For her upcoming show “Nothing to iron” we visited Nadine Lohof in her Studio in Berlin. Together we explored the inspirations, techniques and philosophy behind her work. You can find the full interview below.
What inspired this show and it’s title?

“The show is called ‘Nothing to iron’ and this painting that you see here next to me on my right side inspired that title. I started this work with a figure from Picasso which in German is called “die Büglerin”. It depicts a woman with a crouched back which is doing some ironing, it’s from his blue period. I stole this figure and then added some others that are standing around this ironing board. “Nothing to iron” comes from the notion that as a human being you always try to hide something, or you try to even something out. I think I’d like to play with this notion of raising the question: What is authenticity?

What interests me is: What is reality? What do we hide and what do we show to other people? With the ironing you try to make your clothes very neat, then you go out and can hide in what you wear. What you choose to wear allows you to play a character. All this also influences this show. It is a very interesting point for me to ask these questions. What am I? What are you? And what do I try to say and what do I try not to say.”

What is your creative process like?

would say there’s a lot going on in my mind. I see the process of
creating art as a form of digestion. And I would say that there is a lot
of art history in my work as well. Sometimes I form these figures or
characters in my head that I end up painting. There’s also a lot of
inspiration in daily situations that I maybe see when I’m outside. Weird
people walking around or funny moments that I find inspiring. Inspiration can really come from everything for me.

How have other artists influenced your work?

“Oh, I think about this a lot. I mean I love to look at art and there’s a lot of things that I love about Picasso and Baselitz. There is Rose Wylie, which I like a lot and there is Tony Matelli, he’s a New York based artist that mainly works in sculpture and he’s amazing. There are just too many names to mention I must say.”

What is the process of composition in your work?
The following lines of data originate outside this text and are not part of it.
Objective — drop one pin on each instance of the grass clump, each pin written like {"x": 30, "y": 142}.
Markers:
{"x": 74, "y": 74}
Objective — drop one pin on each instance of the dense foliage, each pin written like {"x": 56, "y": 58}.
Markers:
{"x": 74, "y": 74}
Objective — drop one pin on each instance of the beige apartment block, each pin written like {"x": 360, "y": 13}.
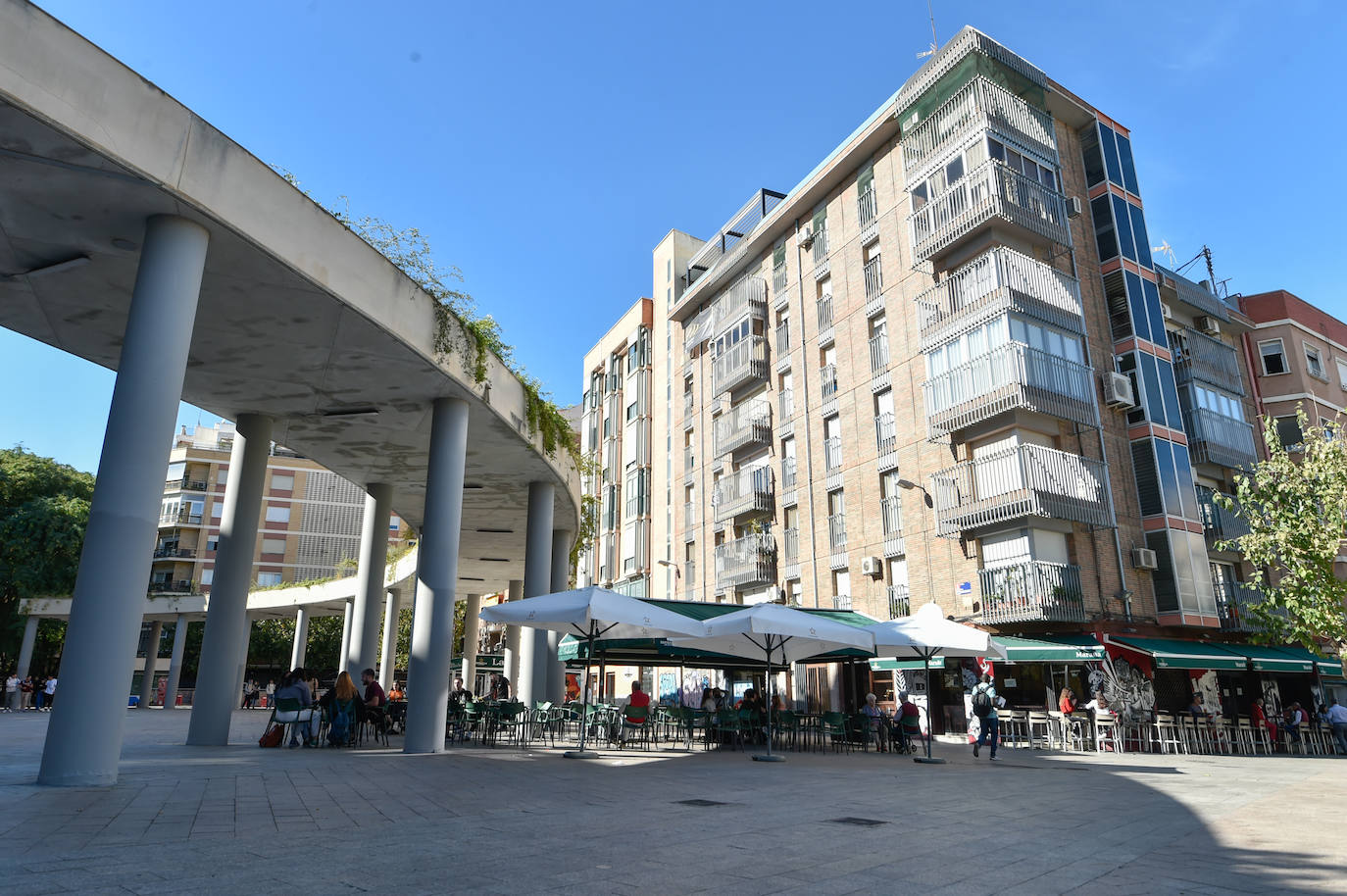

“I think I work very intuitive. I never do an outline or something like that. Maybe I start with a face that inspired me. Sometimes I start with acrylics but mostly I start with oils. It can be a face or a small detail that I start with and then the composition comes to life. I think that the process of painting itself is very interesting for me. That I really don’t know which direction it will go and maybe don’t even know what colors I will choose. I start painting but everything can change. I add another color that it didn’t have in my mind before and some new form is coming to life. I try to play with this and just enjoy the process in itself.”

How long does it usually take you to paint one painting?

depends on the painting I must say. Sometimes it only takes a day,
sometimes it takes a year. It depends on how I paint, what paint I use.
This can be very different, and I like to play with that. So sometimes
I’m very fast and sometimes I’m very slow.”

What exactly inspired you to start doing sculptures alongside your paintings?

“I think I’m very much into the material. That you can really work with your hands on it. For this show I will exhibit sculptures made from soap. I think that creating these works is very interesting for me because it’s like a kneading process similar to baking a pizza. That is also what I’m doing when I’m painting, it feels like I’m cooking something. These sculptures give me the feeling of doing something with my hands and then they become very haptic objects which is why I like to work with them.”

What’s the connection between your sculptures and your paintings?

“I think it’s about leaving traces or trying to get rid of traces. The paintings are telling narratives of leaving traces or getting rid of traces and the same with the sculptures. I think the sculptures are maybe a bit more direct in this aspect than the paintings.”

What inspired you to use soap as a medium for your sculptures?

“After you eat something or you go to the bathroom, you wash your hands, and you get rid of the traces of what you just did. That’s what inspired me to work with this medium and the material is also just very haptic which I like very much.”